Si on sort de cette perspective de philosophie appliquée au passé pour en faire le moule du présent, cette modélisation peut devenir un formidable instrument de manipulation de la complexité des phénomènes sur le thème de l’affrontement de l’axe du Bien et de l’axe du Mal. Ainsi en France la reconversion de l’étudiant en géographie Alexandre del Valle de la mouvance völkisch au néo-conservatisme s’est-elle basée sur une assimilation grossière du stalinisme, du nazisme et de l’islamisme. L’indigence intellectuelle et l’inculture historique de ces conceptions sont accablantes, mais le créneau lui a ouvert nombre de colonnes (Le Figaro, Outre-terre, Israël Magazine, etc.). Dans un discours faussement universitaire, toutes les fautes méthodologiques sont permises. L’assimilation (alors qu’en histoire il est question de comparaison) permet d’ergoter sur un fumeux « troisième totalitarisme » (l’auteur omettant le fascisme italien dans son aventure éristique). Puisque les éléments n’ont aucun point commun entre eux, les adeptes de cette théorie en sont réduits à réviser le nazisme en le ramenant à l’antisémitisme, l’islamisme à l’antijudaïsme, et à tracer un signe d’égalité entre ces deux vides. Cela arme idéologiquement de très nombreux sites internet, mais dans une faculté d’histoire ne mérite pas mieux qu’un zéro pointé.
Le fascisme et les racismes
Le fascisme est il un antisémitisme traduit en doctrine politique comme on le laisse parfois entendre aujourd’hui ? Non. Si l’antisémitisme est au cœur même du projet et de la doctrine nazis, Mussolini n’est au départ pas plus antisémite que philosémite, il n’a tout simplement que peu à faire d’une telle question. Par rapport à la question du sionisme, son attitude n’a rien d’idéologique mais est purement pragmatique : entre 1926 et 1932 il ne cesse de soutenir vigoureusement la cause sioniste (pour déstabiliser la Grande Bretagne) mais en 1937 il se découvre proche de l’Islam et antisioniste, voulant se rapprocher du monde arabe dans sa perspective de voir l’Italie redevenir la grande puissance méditerranéenne. Au début des années 1930, la proportion d’Italiens juifs membres du Parti National Fasciste est supérieur à cette même proportion dans la totalité de la population italienne. On peut alors être juif et fasciste, fasciste et philosémite, etc. La situation change ensuite totalement. L’évolution est due aux élites du fascisme qui admirent le nazisme et tendent à récupérer son antisémitisme fanatique.
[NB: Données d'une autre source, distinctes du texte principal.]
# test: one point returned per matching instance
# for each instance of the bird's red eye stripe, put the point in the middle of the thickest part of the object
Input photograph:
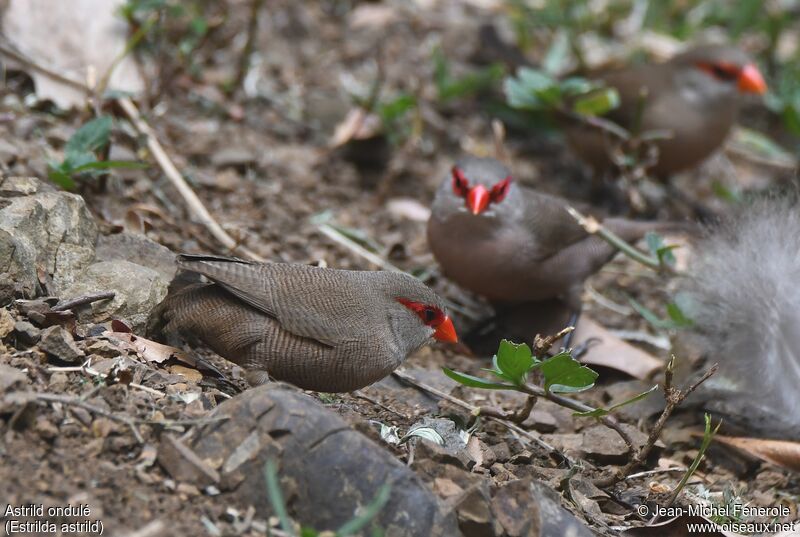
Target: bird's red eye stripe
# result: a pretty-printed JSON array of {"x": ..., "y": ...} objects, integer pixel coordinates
[
  {"x": 430, "y": 315},
  {"x": 499, "y": 190},
  {"x": 721, "y": 70},
  {"x": 460, "y": 182}
]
L’antisémitisme s’intègre à partir de là dans le cadre raciste du fascisme qui a toujours considéré que l’homme blanc jouit d’une suprématie naturelle sur les autres races. La législation antisémite en Italie (1938) est d’ailleurs consécutive de l’adoption de mesures racistes à l’encontre des Noirs (1936) dans l’Ethiopie conquise : c’est dans ce contexte général de ce qu’on nomme « l’hygiène de la race » qu’elle s’inscrit, elle n’est pas l’axe idéologique comme dans le nazisme. Malgré l’adoption d’une législation antisémite, malgré une propagande antisémite qui va devenir de plus en plus féroce avec la guerre, malgré la participation de l’Etat italien à l’organisation de l’extermination de masse, le mouvement fasciste peine à se convertir à l’antisémitisme et à sa mue exterminatrice. Bon nombre de dirigeants fascistes sont outrés des mesures antisémites et estiment qu’elles les déshonorent.
Pourtant tous les mouvements fascistes européens ont été antisémites (dont l’italien donc). Cela s’intègre à une hyper-valorisation de la communauté basée sur des critères juridiques et/ou ethniques qui réclame de définir qui en est exclu. Maurice Bardèche, l’inventeur du négationnisme, se définissait comme fasciste mais quand il écrivait des livres doctrinaires il ne reprenait pas ses fadaises négationnistes. A propos du judéocide, il écrivait ainsi qu’il fallait en tirer la leçon historique : « il peut exister des fascismes modérés », antisémites, avec une politique antisémite, mais non exterminatrice. La focalisation sur la question de l’antisémitisme est due à notre représentation d’aujourd’hui, découlant de l’effroi face à Auschwitz. Elle introduit une confusion entre le nazisme comme « fascisme radical », pour reprendre une formule de Philippe Burrin, et le fascisme lui-même. La politique antisémite devient le seul critère historique retenu, ce qui rend incompréhensibles fascisme et nazisme, ne devenant qu’une explosion de haine homicide barbare.
Le fascisme comme culture
Pourtant, cette pensée d’un « fascisme éternel » s’est nourrie des (excellentes) analyses historiques sur le fascisme comme culture et non comme simple lieu politique. L’Américain George Mosse a ainsi travaillé à la question du fascisme comme religion civile, l’Anglais Roger Griffin a un fascisme comme mobilisation palingénésique, le Français Pascal Ory a un fascisme comme naturisme radical. La perspective d’un « fascisme générique », identifié en tant que vision du monde a permis d’affiner considérablement notre compréhension du phénomène.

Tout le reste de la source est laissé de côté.